The strengths in a professional society driven, quality improvement registry are significant. The registry on the most fundamental level is designed and driven forward by individuals with academic rigor, expertise and commitment to the scientific method. Anticipated barriers to success include the need for data audits to ensure accurate and uniform reporting, and long term follow up.

Although no crystal ball is available, we predict that important questions that may be answered either from registry data alone or using the registry as a platform for RCTs/observational trials could include the following:

  • The efficacy of tumescent-less (MOCA, glue) vs. thermal (RFA, EVLA) vs. foam sclerotherapy for saphenous vein ablations
  • The role of perforator interruption in patients with C2-C4 disease
  • The relationship of age to treatment outcomes including quality of life assessments
  • Variation in indications being used for treatment of superficial venous disease across centers
  • Strategies to reduce complication rates

With many registries, some integration among them all makes great sense, and has been emphasized as a goal at the recent Medicare Evidence Development & Coverage Advisory Committee (MEDCAC) meeting held by the Centers for Medicare and Medicaid Services (CMS) in July 2016. As multiple registries are authored and championed by various groups, it is not feasible to think that all registries will come together and become one large registry.

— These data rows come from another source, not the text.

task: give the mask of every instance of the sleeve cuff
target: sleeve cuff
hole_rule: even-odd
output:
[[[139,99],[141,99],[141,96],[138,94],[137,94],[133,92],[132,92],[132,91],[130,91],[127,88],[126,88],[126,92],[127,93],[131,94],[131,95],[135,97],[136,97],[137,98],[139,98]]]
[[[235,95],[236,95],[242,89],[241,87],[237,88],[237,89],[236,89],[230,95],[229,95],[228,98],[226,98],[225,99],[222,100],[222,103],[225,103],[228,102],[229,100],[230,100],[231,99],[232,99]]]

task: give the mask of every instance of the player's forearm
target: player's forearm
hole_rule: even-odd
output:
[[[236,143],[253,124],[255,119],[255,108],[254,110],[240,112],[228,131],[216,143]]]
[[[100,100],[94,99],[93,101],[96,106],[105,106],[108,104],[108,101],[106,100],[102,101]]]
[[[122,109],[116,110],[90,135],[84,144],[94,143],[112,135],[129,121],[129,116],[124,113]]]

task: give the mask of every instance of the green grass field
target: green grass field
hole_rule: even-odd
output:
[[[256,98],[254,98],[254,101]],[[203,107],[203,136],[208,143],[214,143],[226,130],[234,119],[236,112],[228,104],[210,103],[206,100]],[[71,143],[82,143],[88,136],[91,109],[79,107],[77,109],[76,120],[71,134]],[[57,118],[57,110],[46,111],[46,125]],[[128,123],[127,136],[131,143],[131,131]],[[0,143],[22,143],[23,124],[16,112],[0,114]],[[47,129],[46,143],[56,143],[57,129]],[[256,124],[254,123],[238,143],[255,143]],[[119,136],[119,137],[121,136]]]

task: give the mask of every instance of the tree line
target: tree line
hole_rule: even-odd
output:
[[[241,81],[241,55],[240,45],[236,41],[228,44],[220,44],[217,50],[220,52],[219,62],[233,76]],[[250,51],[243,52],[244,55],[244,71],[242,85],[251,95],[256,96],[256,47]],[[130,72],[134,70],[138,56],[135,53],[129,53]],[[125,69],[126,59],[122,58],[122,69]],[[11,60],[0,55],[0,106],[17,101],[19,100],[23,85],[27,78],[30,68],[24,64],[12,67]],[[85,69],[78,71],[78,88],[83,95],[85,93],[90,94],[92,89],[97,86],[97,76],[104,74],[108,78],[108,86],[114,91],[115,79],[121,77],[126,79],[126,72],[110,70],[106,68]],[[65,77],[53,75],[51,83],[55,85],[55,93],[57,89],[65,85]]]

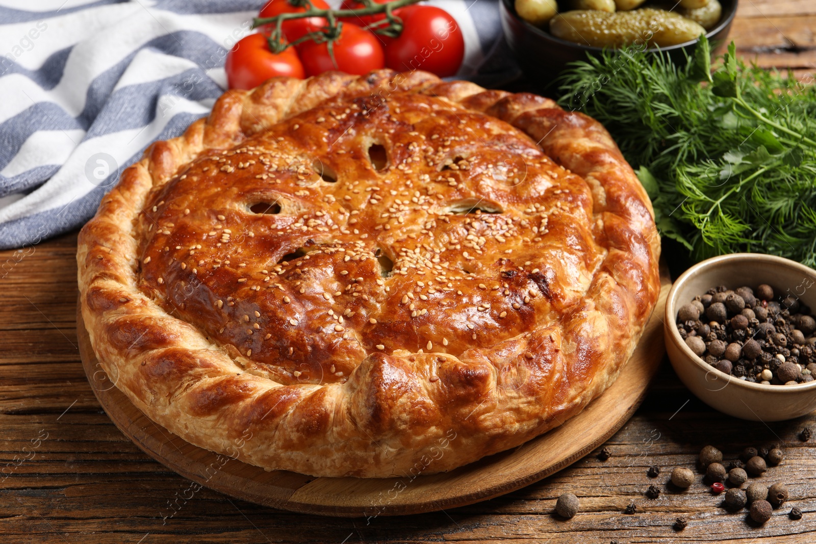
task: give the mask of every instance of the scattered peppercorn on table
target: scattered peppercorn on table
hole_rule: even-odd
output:
[[[791,67],[805,77],[816,72],[814,27],[812,0],[750,0],[741,2],[732,38],[738,52],[760,65]],[[7,265],[0,272],[0,542],[781,544],[810,542],[816,532],[816,436],[810,431],[816,431],[816,414],[768,425],[730,418],[694,397],[667,364],[602,453],[599,449],[541,482],[470,506],[329,519],[199,488],[143,453],[97,403],[78,352],[75,253],[76,234],[22,253],[0,252]],[[703,454],[711,462],[701,469],[706,445],[721,458],[707,449]],[[762,449],[770,460],[764,471],[754,459]],[[678,468],[690,472],[687,489],[669,483]],[[677,477],[685,484],[689,474]],[[766,489],[780,485],[765,502],[756,498],[758,488],[716,494],[710,480],[717,479],[728,484],[725,489],[740,479]],[[565,493],[578,502],[562,500],[568,515],[577,506],[570,519],[555,513]],[[766,511],[765,505],[786,494],[780,507]],[[756,511],[726,507],[743,502],[756,502]],[[754,520],[769,513],[765,523]]]

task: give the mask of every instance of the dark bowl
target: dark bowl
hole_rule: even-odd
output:
[[[716,27],[706,33],[712,42],[712,51],[719,51],[725,45],[725,39],[731,30],[734,15],[737,13],[738,0],[720,0],[722,15]],[[508,44],[512,50],[530,81],[548,85],[554,81],[566,68],[566,64],[575,60],[586,60],[587,54],[600,56],[603,48],[584,46],[574,42],[567,42],[556,38],[548,31],[533,26],[516,15],[513,0],[501,0],[502,29]],[[689,55],[694,53],[698,40],[679,43],[668,47],[647,49],[649,52],[663,51],[675,62],[684,62],[685,51]]]

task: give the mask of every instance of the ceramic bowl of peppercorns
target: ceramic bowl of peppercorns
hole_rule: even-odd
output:
[[[703,261],[666,303],[666,352],[709,406],[782,421],[816,409],[816,271],[761,254]]]

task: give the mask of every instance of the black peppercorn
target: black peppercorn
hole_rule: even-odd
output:
[[[724,502],[729,510],[737,511],[745,506],[745,492],[738,488],[732,488],[725,492]]]
[[[776,508],[781,506],[787,500],[787,486],[784,484],[774,484],[768,489],[768,502]]]
[[[773,510],[768,501],[754,501],[751,503],[751,519],[758,524],[764,524],[770,520]]]
[[[745,470],[749,474],[759,476],[768,470],[768,467],[765,465],[765,459],[761,458],[759,455],[756,455],[748,459],[748,462],[745,463]]]

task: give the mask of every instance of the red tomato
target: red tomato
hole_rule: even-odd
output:
[[[325,0],[311,0],[312,5],[318,10],[327,10],[329,5]],[[303,13],[306,11],[305,2],[304,0],[269,0],[264,7],[260,8],[259,17],[274,17],[282,13]],[[326,20],[323,17],[304,17],[304,19],[292,19],[283,21],[281,29],[286,41],[291,43],[295,40],[302,38],[304,35],[320,30],[326,25]],[[267,34],[272,33],[273,25],[264,24],[264,32]]]
[[[336,66],[329,56],[326,42],[317,43],[309,40],[299,45],[298,53],[306,74],[316,76],[323,72],[339,70],[361,76],[385,65],[379,39],[357,24],[342,24],[340,35],[334,41],[333,49]]]
[[[389,0],[374,0],[375,3],[384,4]],[[366,7],[366,5],[360,2],[356,2],[355,0],[343,0],[343,4],[340,6],[341,10],[359,10],[361,8]],[[399,10],[396,10],[394,13],[397,13]],[[375,15],[363,15],[361,17],[344,17],[343,20],[348,23],[352,23],[353,24],[357,24],[357,26],[368,26],[371,23],[375,23],[378,20],[382,20],[385,19],[384,13],[379,13]]]
[[[409,6],[400,10],[403,29],[386,42],[385,65],[401,72],[424,70],[452,76],[464,56],[462,29],[445,10],[433,6]]]
[[[261,33],[241,38],[227,53],[224,69],[230,89],[253,89],[275,76],[306,77],[295,47],[273,53],[266,36]]]

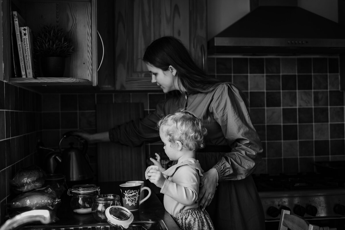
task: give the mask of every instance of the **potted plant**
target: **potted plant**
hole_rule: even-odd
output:
[[[45,25],[36,38],[35,54],[40,57],[42,73],[46,77],[62,77],[65,58],[74,52],[72,39],[57,25]]]

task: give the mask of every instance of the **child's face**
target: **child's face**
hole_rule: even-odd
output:
[[[179,158],[177,156],[178,149],[176,145],[172,145],[171,143],[168,140],[168,138],[165,133],[162,131],[162,129],[159,129],[159,136],[162,141],[164,144],[164,148],[167,156],[170,160],[177,160]]]

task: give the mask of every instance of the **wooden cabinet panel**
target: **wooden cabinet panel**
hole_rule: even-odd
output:
[[[97,104],[97,132],[144,117],[142,103]],[[146,169],[145,148],[132,148],[115,143],[97,144],[99,181],[144,180]]]
[[[115,89],[160,90],[151,83],[141,59],[146,48],[163,36],[180,39],[202,67],[206,0],[117,0],[115,7]]]
[[[55,92],[55,86],[72,91],[79,86],[97,85],[97,0],[9,0],[2,1],[1,34],[4,80],[39,91]],[[12,8],[11,9],[11,6]],[[15,9],[15,10],[13,10]],[[34,33],[43,25],[58,25],[71,37],[75,52],[66,58],[61,77],[14,77],[11,44],[11,10],[19,10]],[[17,54],[14,54],[15,55]],[[47,82],[49,82],[48,84]],[[42,87],[42,86],[44,86]],[[49,89],[47,89],[47,87]]]

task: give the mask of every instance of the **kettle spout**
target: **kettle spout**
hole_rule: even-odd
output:
[[[35,221],[47,224],[53,221],[54,214],[49,210],[32,210],[17,215],[8,220],[0,230],[15,229],[26,224]]]

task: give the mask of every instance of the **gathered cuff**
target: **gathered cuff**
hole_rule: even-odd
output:
[[[214,168],[217,170],[217,172],[218,174],[218,178],[217,180],[217,184],[218,184],[219,181],[224,180],[224,172],[223,172],[223,170],[221,170],[218,164],[216,165],[213,168]]]

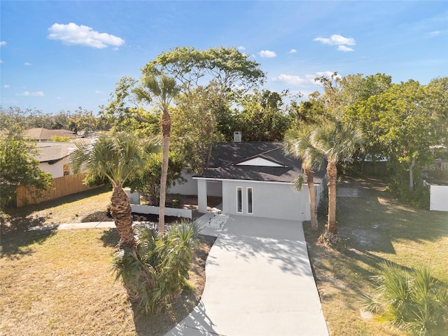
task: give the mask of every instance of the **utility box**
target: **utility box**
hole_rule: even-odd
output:
[[[140,204],[140,194],[136,190],[134,192],[131,192],[130,189],[125,189],[125,191],[127,194],[129,200],[131,204]]]

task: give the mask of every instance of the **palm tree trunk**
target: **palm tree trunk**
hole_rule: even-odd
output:
[[[316,194],[314,192],[314,174],[311,169],[304,169],[307,174],[307,184],[308,184],[308,195],[309,195],[309,211],[311,214],[311,229],[317,230],[317,209],[316,207]]]
[[[336,179],[337,168],[335,162],[328,162],[327,164],[328,176],[328,223],[327,231],[334,234],[337,233],[336,227]]]
[[[414,191],[414,167],[415,166],[415,158],[412,158],[412,161],[409,166],[409,191]]]
[[[171,134],[171,116],[164,111],[162,116],[162,134],[163,134],[163,150],[162,152],[162,176],[160,177],[160,204],[159,205],[159,232],[164,232],[165,200],[167,199],[167,176],[168,175],[168,160],[169,158],[169,136]]]
[[[134,249],[136,243],[132,227],[131,204],[120,183],[113,185],[111,197],[111,214],[120,235],[120,247],[126,246]]]

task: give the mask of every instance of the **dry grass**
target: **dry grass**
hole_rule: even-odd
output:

Additionally, each registry has its focus and in many cases, the focus is different from registry to registry. However, what seems most important is the harmonization of core data elements, to allow interoperable extraction of data from multiple registries. With such harmonization of core data elements, aspects of the various registries may be shared, leading to greater power in the ability of registries to influence patient care and provide the information needed to optimize treatment decisions for our venous patients.

With the memory of the 2013 NIH sequestration still freshly imprinted and actively affecting surgeons and phlebologists, and decreased local/departmental funds with ever-decreasing reimbursement, registries loom large on the horizon in the current funding climate, symbolizing a new paradigm in the ever evolving arena of clinical research.5

The authors wish to thank Lowell Kabnick MD and Jack Cronenwett MD for their assistance with this editorial.

References:

  1. Kabnick L, Wakefield T, Almeida J, Raffetto J, McLafferty R, Pappas P, et al. Use of Compression Therapy in Patients with Chronic Venous Insufficiency Undergoing Ablation Therapy: A Report from the American Venous Registry. Journal of vascular surgery Venous and lymphatic disorders. 2013 Jan;1(1):107. PubMed PMID: 26993925.
  2. Lal BK, Almeida JI, Kabnick L, Wakefield TW, McLafferty RB, Pappas PJ, et al. American Venous Registry - The First National Registry for the Treatment of Varicose Veins. Journal of vascular surgery Venous and lymphatic disorders. 2013 Jan;1(1):105. PubMed PMID: 26993920.
  3. Almeida J, Kabnick L, Wakefield T, Raffetto J, McLafferty R, Pappas P, et al. Management Trends for Chronic Venous Insufficiency Across the United States: A Report from the American Venous Registry. Journal of vascular surgery Venous and lymphatic disorders. 2013 Jan;1(1):100. PubMed PMID: 26993905.
  4. Obi A, Sutzko DC, Almeida JI, Kabnick L, Cronenwett J, Osborne NO, Lal BK, Wakefield TW. First ten months results of the VQI varicose vein registry. Journal of vascular surgery Venous and lymphatic disorders. 2016.
  5. Moses H, 3rd, Dorsey ER. Biomedical research in an age of austerity. JAMA. 2012 Dec 12;308(22):2341-2. PubMed PMID: 23240142.